For a multiplayer table of this kind to be successful, rather than everybody winning, all need to be convinced that nobody will win. In time, this will further increase the burden on the partners’ shoulders, exhaust the solution and eventually be made to stumble over the big and small traps set to weaken it.
A NEW AND BIG CHALLENGE IS NECESSARY BOTH AT THE TABLE AND ON THE FIELD
There are two matters: One causes great surprise while the other creates high expectation.
Everybody is having a hard time digesting the fact that the U.S. “has no plan” in Syria in particular and in the Middle East in general. Even the Turkish “fans” of Washington, which has, to date, been praised for setting up a “game within the game,” which is believed to have not only a “plan B,” but also plans C, D and E and, as a matter of fact, have the capacity to implement them all at the same time, are close to believing that it is not even able to manage itself.

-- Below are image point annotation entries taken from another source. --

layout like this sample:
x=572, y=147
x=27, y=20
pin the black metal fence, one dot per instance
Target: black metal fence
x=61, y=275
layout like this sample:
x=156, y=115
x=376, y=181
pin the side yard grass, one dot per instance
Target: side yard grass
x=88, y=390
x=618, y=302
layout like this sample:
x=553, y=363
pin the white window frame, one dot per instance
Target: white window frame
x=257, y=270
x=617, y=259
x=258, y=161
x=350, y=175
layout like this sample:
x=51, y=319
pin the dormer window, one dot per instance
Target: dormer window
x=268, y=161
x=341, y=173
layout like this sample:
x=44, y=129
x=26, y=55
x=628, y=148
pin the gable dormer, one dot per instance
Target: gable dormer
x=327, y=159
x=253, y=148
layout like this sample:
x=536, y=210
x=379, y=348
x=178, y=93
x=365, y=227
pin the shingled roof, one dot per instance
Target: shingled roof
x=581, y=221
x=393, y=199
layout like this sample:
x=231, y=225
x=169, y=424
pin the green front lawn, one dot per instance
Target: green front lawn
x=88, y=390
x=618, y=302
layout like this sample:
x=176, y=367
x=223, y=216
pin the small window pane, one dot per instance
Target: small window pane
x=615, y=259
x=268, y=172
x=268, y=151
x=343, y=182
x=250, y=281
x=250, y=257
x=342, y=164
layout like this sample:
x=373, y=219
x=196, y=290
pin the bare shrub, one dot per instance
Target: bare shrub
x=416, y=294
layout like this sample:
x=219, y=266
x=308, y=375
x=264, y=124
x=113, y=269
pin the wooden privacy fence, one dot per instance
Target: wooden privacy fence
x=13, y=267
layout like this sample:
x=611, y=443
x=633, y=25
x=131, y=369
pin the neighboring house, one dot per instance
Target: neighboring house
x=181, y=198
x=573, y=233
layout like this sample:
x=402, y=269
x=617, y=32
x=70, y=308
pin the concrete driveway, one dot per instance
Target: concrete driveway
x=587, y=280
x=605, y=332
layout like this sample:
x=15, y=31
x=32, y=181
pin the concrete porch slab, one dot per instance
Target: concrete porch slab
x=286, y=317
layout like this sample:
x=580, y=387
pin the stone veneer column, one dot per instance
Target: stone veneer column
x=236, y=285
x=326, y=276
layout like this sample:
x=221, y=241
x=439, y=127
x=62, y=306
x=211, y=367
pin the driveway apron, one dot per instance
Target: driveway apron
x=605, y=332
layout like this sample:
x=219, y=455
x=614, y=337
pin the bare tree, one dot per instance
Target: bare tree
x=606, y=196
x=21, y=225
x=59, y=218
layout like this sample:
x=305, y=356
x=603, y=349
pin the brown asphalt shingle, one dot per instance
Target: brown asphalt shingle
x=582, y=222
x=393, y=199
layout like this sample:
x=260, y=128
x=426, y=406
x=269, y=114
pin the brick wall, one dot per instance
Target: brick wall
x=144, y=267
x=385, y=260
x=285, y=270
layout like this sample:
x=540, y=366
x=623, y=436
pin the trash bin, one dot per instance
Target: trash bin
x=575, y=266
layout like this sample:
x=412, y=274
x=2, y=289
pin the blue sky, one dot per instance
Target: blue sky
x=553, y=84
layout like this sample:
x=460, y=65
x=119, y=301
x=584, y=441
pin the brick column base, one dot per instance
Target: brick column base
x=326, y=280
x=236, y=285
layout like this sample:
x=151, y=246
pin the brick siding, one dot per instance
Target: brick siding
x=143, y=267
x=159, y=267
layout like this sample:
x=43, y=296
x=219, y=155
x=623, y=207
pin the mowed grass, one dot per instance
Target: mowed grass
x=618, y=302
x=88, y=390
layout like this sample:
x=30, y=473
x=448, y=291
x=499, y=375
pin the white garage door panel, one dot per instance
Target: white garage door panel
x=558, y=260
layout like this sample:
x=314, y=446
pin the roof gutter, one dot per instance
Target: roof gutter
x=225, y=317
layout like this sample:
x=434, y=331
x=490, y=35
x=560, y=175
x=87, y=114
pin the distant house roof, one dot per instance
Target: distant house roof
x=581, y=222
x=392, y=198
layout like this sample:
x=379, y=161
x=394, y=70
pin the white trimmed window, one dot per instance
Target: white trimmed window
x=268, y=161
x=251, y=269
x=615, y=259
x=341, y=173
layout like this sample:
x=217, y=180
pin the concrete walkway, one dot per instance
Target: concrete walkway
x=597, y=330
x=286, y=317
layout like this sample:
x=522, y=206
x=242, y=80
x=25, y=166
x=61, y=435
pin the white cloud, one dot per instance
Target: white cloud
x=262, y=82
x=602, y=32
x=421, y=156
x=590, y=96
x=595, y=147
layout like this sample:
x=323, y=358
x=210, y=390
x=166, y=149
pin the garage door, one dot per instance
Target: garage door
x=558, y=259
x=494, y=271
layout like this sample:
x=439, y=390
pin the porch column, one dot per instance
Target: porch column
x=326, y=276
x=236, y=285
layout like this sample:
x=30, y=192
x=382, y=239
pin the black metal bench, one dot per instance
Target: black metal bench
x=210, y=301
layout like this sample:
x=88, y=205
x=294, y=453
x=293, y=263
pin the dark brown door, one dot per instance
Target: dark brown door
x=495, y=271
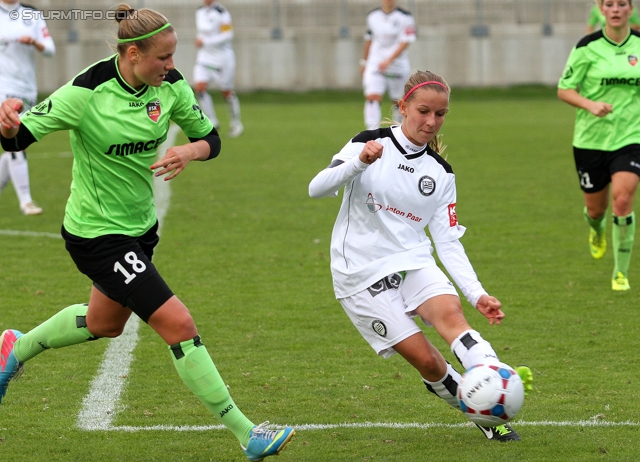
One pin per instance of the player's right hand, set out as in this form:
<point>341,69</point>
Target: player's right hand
<point>371,152</point>
<point>10,112</point>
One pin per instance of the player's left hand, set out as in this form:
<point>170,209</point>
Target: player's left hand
<point>490,308</point>
<point>27,40</point>
<point>174,161</point>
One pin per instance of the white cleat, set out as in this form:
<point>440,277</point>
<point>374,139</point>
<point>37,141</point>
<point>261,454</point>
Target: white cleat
<point>31,209</point>
<point>236,130</point>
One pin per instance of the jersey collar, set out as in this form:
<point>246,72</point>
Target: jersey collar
<point>123,83</point>
<point>406,147</point>
<point>626,39</point>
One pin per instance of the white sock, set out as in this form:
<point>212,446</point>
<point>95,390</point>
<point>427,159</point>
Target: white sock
<point>19,173</point>
<point>206,104</point>
<point>233,104</point>
<point>471,349</point>
<point>372,114</point>
<point>447,387</point>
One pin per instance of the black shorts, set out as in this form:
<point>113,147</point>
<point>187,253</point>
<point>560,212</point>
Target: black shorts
<point>596,167</point>
<point>120,267</point>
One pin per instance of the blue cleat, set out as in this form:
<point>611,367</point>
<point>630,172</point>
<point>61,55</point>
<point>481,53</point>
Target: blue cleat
<point>264,442</point>
<point>10,367</point>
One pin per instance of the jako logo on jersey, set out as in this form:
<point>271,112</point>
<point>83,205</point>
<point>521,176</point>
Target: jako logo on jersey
<point>426,185</point>
<point>453,218</point>
<point>153,110</point>
<point>379,328</point>
<point>134,147</point>
<point>43,108</point>
<point>371,204</point>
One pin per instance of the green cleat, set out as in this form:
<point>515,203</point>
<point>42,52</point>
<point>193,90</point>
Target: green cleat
<point>502,433</point>
<point>526,376</point>
<point>265,442</point>
<point>620,282</point>
<point>597,244</point>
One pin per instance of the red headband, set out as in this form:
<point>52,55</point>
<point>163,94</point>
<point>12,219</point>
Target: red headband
<point>422,85</point>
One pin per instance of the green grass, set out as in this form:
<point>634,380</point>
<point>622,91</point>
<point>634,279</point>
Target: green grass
<point>248,251</point>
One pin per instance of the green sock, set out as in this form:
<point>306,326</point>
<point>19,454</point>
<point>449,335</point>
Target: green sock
<point>196,368</point>
<point>598,224</point>
<point>623,233</point>
<point>67,327</point>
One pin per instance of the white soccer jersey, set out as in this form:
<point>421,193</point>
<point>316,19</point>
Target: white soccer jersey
<point>387,31</point>
<point>213,24</point>
<point>386,206</point>
<point>17,60</point>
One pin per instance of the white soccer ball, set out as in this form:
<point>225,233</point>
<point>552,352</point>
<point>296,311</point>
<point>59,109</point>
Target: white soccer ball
<point>490,394</point>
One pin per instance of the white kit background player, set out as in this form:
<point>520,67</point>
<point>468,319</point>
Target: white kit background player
<point>216,62</point>
<point>22,32</point>
<point>385,61</point>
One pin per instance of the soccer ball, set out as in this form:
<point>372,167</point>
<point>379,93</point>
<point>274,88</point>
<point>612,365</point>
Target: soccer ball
<point>490,394</point>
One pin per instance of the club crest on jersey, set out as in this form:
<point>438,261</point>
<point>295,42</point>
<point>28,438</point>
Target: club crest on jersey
<point>153,110</point>
<point>426,185</point>
<point>42,108</point>
<point>372,205</point>
<point>453,218</point>
<point>379,328</point>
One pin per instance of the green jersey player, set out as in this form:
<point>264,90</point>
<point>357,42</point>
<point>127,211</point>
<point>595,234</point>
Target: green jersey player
<point>118,112</point>
<point>602,79</point>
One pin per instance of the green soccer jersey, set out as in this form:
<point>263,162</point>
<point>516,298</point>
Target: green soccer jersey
<point>115,131</point>
<point>603,70</point>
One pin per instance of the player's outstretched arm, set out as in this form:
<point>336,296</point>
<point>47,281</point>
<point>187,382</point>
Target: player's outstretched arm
<point>176,158</point>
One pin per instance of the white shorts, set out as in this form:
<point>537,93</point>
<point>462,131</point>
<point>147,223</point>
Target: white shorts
<point>384,313</point>
<point>222,77</point>
<point>392,81</point>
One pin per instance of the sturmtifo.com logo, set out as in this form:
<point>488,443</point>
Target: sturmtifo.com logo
<point>98,15</point>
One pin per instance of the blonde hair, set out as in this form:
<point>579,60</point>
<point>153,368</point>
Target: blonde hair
<point>136,23</point>
<point>420,77</point>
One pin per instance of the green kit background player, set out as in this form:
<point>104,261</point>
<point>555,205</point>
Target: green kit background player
<point>118,112</point>
<point>602,79</point>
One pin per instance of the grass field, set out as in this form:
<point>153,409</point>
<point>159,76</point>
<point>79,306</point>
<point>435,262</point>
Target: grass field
<point>248,251</point>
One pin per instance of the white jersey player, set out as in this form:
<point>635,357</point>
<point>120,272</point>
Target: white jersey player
<point>385,61</point>
<point>216,62</point>
<point>384,274</point>
<point>22,32</point>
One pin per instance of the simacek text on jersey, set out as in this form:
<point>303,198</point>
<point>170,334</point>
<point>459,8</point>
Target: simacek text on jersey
<point>76,14</point>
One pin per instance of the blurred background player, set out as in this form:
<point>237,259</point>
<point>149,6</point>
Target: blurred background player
<point>597,21</point>
<point>598,80</point>
<point>21,34</point>
<point>216,62</point>
<point>385,62</point>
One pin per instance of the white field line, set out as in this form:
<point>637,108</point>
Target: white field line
<point>10,232</point>
<point>384,425</point>
<point>102,403</point>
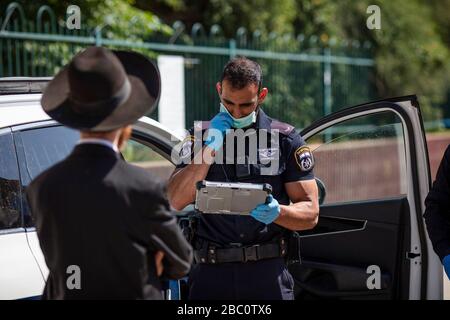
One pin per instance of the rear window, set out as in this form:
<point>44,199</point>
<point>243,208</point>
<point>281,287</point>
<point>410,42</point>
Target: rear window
<point>9,184</point>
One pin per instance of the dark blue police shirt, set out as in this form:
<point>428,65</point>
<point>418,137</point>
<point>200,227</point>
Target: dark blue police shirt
<point>295,164</point>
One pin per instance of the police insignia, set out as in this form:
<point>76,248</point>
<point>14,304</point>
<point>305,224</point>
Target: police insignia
<point>304,158</point>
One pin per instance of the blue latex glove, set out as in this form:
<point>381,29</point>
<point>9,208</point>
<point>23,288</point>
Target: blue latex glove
<point>267,212</point>
<point>446,263</point>
<point>217,129</point>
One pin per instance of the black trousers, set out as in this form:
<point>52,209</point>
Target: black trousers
<point>260,280</point>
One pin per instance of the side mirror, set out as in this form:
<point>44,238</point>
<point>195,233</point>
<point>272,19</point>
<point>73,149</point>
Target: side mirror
<point>322,190</point>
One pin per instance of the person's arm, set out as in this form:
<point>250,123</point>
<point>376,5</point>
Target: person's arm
<point>437,212</point>
<point>167,237</point>
<point>181,186</point>
<point>301,188</point>
<point>303,213</point>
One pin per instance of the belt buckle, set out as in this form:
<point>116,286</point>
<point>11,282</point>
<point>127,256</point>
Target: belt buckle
<point>251,253</point>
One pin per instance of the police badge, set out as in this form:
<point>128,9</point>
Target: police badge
<point>304,158</point>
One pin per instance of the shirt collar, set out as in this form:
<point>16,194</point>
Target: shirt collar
<point>103,142</point>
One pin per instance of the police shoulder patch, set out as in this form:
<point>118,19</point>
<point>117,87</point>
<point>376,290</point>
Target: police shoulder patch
<point>187,146</point>
<point>304,158</point>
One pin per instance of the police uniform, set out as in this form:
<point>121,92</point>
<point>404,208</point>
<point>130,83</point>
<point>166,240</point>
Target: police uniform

The high expectation, on the other hand, is for Russia and Turkey, which are at the peak of their gains both on the field and at the table and are continuing to win, and to do “something” to counter their stupefied rival.
The sole data available is the myth that there is an agreement between Moscow and Ankara “on a secret/final objective.”
What is that “thing”?
TURKEY, RUSSIA, PAKISTAN, QATAR, AFGHANISTAN
Readers of this column started reading about “Hell’s Bow” spanning the U.K. and the Pacific years ago, not weeks or months ago.
Today, the Mediterranean-Iran line of this bow appears to be the hottest line. Now, it is going to become the Mediterranean-Afghanistan.
Because Pakistan, Russia, Iran, Turkey and Qatar may start a political – who knows, a military – process specific to Afghanistan. If this happens, China will not stop. It will automatically take the seat on this end of the seesaw.
As a matter of fact, it is possible to include Azerbaijan and Kazakhstan. Baku’s name alone will suffice for us, the Kazakhstan leadership is critical in terms of a future Afghanistan move. It should be noted that Astana, which breaks the ice in any kind of tension between Ankara and Moscow and which gave its capital city’s name/hosted the start of the Syria process, is only recently being specially hosted at the Oval Office.
In other words, there is a network between Pakistan, Russia, China, Iran, Turkey and Qatar. It is possible to bend the U.S.’s Afghanistan strategy and such a move will be suitable for the pursuit of or to build “justice and rights,” just like in Syria. It is also strong enough to cripple Hell’s Bow.
It does not necessarily need to be the same address, but in form, Astana II might come. Syria may be repeated in Afghanistan (“Rusya Afghanistan’da arabuculuk istiyor” [Russia wants mediation in Afghanistan], Jan 17, 2018, AA).
The historical, geopolitical and strategic bases and developments of such a step will be limitless.
In other words, the secret agreement, the “essence” of the Syria agreement is purification from “Westoxification.”